必要な物資がある程度充足してきて、「今日を生きる」ことから「将来のこと」を考えられる余裕が出てきた現在、私たちが考えていかなくてはならないことは大きく言って2つあると思います。一つは感染症などが流行らないよう、衛生面に気をつけること。
そしてもう一つは精神面のケアです。特に難しいのがこれです。
現地で被災された方々とお話しすると、自分の命が保証された今、次に欲しいものは“家”“町”“仕事”、そして“生きがい”“生きる張り合い”です。今は故郷が津波で押し流され、家もなく仕事もなく、家族とも別れ、この先が見えず不安な状態です。このストレスや不安を抱えた被災者の人たちが何とか耐えてやっていけるよう支援することが必要だと思います。

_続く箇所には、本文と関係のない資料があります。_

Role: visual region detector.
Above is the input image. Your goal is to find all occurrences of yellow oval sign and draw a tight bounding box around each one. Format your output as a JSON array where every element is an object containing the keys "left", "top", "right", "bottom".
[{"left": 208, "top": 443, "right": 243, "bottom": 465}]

対症療法的な取り組みは、ゆいっこや精神的なフォローをしてくれるボランティアさんでも補完的な役割でお手伝いさせていただくことができると思います。例えば、炊き出しという活動もその一つです。
炊き出しは、単に食事を出すというだけではありません。温かいものを食べるという精神的な安心感、そして、孤独ではない、支え合える人がいるという安心感をもたらしてくれます。
また、今度の日曜日には被災者たちが被災地のど真ん中で花見をしよう!と企画をしました。被災された方々が一歩前に踏み出すための、とても大切なこの企画を、私たちゆいっこも全力でサポートします。

■ゆいっこ 横浜言いだしっぺ支部設立
抜本的なものは、今後のまちづくりというところを含めて長期で考えていかねばならなりません。また、壊滅してしまった地域では、白紙、ゼロからの町の今後のあり方が考えられねばならなくなります。
そうしたなかで今後、ボランティアレベルでできるのは、精神面でのストレスをどう最小限にしていくか、そして将来の希望や夢を持てるためのお手伝いではないかと思います。
復興への道のりは長い。長期的な支援をするために、私は「ゆいっこ 横浜 言いだしっぺ支部」を立上げ、「顔の見える支援」「中身のわかる支援」「現地が望む支援」を基本姿勢に活動をしていきたいと考えています。
「顔が見える」――自分が誰を支えているのか、誰に支えられているのかがわかり合える関係づくりです。先日も横浜から13人の青年たちが炊き出し部隊として現地に赴いてくれました。彼らは食事を作るだけでなく、現地の方々と一緒に語り合い、思いを共有してきました。そして、彼らは「支える側/支えられる側」という関係を超えた“友情”を感じ始めているようです。
「中身が見える」――今、募金額がいくらか、どのように使われているのか、どのような支援が行われているのかを報告し、支援活動の状態をみなさんと共有し、一緒に考えていただくためです。
「現地が望む」――現地が必要とする物資やサービスを現地のスタッフが毎日ヒヤリングして、必要な場所に提供します。今後も、みなさんに、息の長い支援をお願いしていきます。今、私たちが神奈川・横浜からできることを、一緒に考え、実行していきたいと考えています。